On aimerait aussi qu’il y ait des moyens et une grande loi intégrale sur la question des violences, comme en Espagne. Ils ont compris qu’il fallait des lois-cadres globales, avec l’ensemble des ministères autour de la table, une sensibilisation, des dépôts de plainte faciles, une formation de la justice, etc. En somme, une loi qui englobe tout le parcours des femmes et des personnes sur la question des violences. Ils ont surtout compris que tout est associé aux budgets. La France est très en retard là-dessus.
En cas de victoire du RN, il y aura un rôle collectif du Planning pour décider comme réagir.
Comment appréhendez-vous la perspective de 2027 ?

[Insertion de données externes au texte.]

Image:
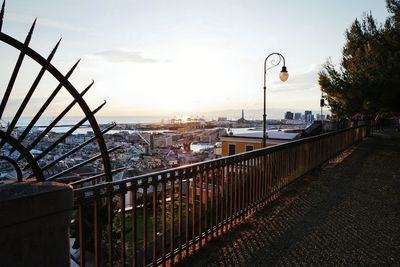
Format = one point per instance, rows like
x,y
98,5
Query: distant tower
x,y
242,120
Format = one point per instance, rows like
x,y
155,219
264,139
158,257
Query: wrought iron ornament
x,y
17,149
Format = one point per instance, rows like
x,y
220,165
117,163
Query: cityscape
x,y
199,133
150,147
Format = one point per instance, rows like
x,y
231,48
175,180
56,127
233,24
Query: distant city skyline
x,y
175,58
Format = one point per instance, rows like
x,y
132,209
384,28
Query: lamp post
x,y
284,75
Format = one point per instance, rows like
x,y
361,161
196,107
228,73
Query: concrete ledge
x,y
34,224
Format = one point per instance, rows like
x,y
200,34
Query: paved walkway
x,y
345,214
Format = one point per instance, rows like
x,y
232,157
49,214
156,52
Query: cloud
x,y
120,55
45,22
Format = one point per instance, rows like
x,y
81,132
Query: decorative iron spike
x,y
57,119
29,94
75,149
2,14
69,132
81,164
15,72
29,36
45,105
97,176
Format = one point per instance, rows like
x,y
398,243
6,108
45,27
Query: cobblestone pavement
x,y
345,214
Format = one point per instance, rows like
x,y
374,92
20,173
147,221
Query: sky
x,y
181,58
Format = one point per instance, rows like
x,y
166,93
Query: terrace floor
x,y
347,213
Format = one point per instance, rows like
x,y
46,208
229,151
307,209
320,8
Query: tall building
x,y
308,117
289,115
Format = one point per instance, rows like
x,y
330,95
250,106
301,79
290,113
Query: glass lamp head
x,y
284,75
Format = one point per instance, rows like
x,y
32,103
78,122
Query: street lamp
x,y
283,75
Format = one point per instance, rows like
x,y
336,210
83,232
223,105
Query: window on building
x,y
249,148
232,149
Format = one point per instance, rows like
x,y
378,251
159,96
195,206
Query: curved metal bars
x,y
71,89
15,165
26,154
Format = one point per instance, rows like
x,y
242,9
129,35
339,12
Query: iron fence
x,y
159,218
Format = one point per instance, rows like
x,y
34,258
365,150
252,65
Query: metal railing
x,y
159,218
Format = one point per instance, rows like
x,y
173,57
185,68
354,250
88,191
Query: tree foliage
x,y
367,81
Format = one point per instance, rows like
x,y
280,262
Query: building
x,y
308,117
242,119
289,115
239,143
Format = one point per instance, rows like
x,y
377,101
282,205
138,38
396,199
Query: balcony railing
x,y
159,218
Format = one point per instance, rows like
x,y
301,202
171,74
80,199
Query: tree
x,y
368,78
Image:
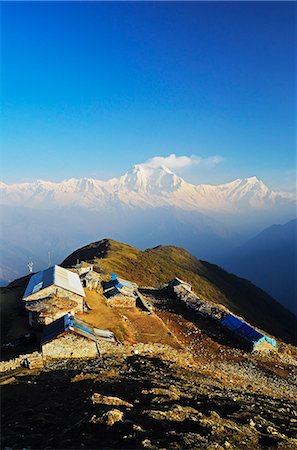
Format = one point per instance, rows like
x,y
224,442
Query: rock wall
x,y
29,361
70,345
59,292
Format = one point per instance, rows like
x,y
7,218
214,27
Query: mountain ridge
x,y
155,266
143,186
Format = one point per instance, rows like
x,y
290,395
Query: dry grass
x,y
105,317
149,328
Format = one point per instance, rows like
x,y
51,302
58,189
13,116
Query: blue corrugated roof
x,y
68,322
54,329
241,328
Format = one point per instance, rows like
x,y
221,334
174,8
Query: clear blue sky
x,y
89,89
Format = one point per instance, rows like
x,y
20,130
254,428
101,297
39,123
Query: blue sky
x,y
89,89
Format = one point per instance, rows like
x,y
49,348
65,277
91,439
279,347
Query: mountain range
x,y
145,187
146,206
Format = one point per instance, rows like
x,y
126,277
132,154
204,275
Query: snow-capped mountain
x,y
143,186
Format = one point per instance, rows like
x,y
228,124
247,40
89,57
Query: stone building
x,y
120,293
55,281
69,337
45,311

Pas très bien. Si quelqu’un du RN ou d’une droite très conservatrice accédait à la présidence, le projet du Planning serait très attaqué. Cela légitimerait ces mouvements fascistes qui attaquent les militants et nos associations. Cette option-là, je l’appréhende énormément. En attendant, on doit résister. On a cette date en tête. En cas de victoire du RN, il y aura un rôle collectif du Planning pour décider comme réagir, mais on n’y est pas encore.
À l’échelle locale et individuelle, comment est-il possible de soutenir le Planning familial ?
La cagnotte que nous avons lancée est confédérale, mais c’est encore possible de donner aussi aux antennes locales, selon l’endroit où l’on habite. On peut aussi adhérer au Planning, en parler sur les réseaux et partager ses communications. En somme, prendre l’espace individuel et l’espace de l’information. Ne pas hésiter aussi à inviter le Planning à intervenir dans des espaces de réflexion, dans des collectivités pour montrer tout le travail de terrain qui est fait.